How Crawlers Use Robots.txt and Sitemaps

When search engine or AI crawlers land on your website, their first stop is usually the robots.txt file. This small but important file acts as a set of instructions — telling crawlers what they can and cannot access, and where they should go next.

Step 1: Crawlers Visit Robots.txt

The crawler requests yourdomain.com/robots.txt. This file contains directives such as:

  • Allow / Disallow → Controls which URLs the crawler is permitted to scan.

  • Crawl-delay → Slows down the crawler to prevent it from overloading your server.
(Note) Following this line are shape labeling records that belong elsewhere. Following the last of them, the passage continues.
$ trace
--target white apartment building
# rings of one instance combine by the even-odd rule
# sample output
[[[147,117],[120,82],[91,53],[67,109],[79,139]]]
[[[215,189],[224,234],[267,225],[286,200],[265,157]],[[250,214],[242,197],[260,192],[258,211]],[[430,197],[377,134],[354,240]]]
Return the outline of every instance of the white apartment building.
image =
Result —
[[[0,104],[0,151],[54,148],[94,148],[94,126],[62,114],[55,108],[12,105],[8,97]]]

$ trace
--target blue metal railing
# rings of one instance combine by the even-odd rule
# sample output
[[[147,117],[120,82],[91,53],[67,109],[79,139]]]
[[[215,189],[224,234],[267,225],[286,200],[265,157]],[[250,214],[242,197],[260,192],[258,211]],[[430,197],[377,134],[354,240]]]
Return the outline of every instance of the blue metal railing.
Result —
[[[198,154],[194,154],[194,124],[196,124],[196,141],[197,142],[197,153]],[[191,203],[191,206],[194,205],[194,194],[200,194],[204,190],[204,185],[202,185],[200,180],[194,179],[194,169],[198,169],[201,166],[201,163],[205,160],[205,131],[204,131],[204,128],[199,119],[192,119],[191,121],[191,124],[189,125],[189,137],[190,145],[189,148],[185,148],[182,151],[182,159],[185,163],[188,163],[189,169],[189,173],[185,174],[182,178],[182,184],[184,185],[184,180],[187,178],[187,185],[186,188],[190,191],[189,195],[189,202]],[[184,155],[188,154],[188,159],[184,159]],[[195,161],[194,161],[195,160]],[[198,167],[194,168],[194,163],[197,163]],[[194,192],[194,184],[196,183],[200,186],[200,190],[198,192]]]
  • Sitemap → Points the crawler to your XML sitemap, which lists all important pages.

Example from Howarth Timber’s robots.txt:

User-agent: *
Sitemap: https://www.website.co.uk/xmlsitemap.php
Disallow: /account.php
Disallow: /cart.php
Disallow: /login.php*
Disallow: /admin/
Crawl-delay: 10

Here:

  • The Sitemap: directive is right at the top, ensuring crawlers can quickly find the XML sitemap.

  • The Disallow rules stop crawlers from wasting time on non-public pages (like cart, login, and checkout).

  • The Crawl-delay: 10 ensures bots don’t overload the server with too many requests.

Step 2: Robots.txt Directs Crawlers to the Sitemap

Once the crawler sees the Sitemap: line, it follows the link to the sitemap index file.

This sitemap index points to separate sitemaps for pages, products, categories, and news. Breaking content into multiple sitemaps keeps things organised and scalable.

Step 3: Crawlers Discover and Index Pages

From here, the crawler systematically works through each sitemap file, finding the key URLs you want indexed. Since unnecessary admin and checkout pages are already excluded in robots.txt, crawlers focus only on valuable content.

Why This Matters

  • Efficiency: Bots waste less time on irrelevant pages.

  • Compatibility: Standardised sitemap references make it easier for all crawlers, including AI scrapers.

  • Scalability: A sitemap index allows easy expansion as the site grows.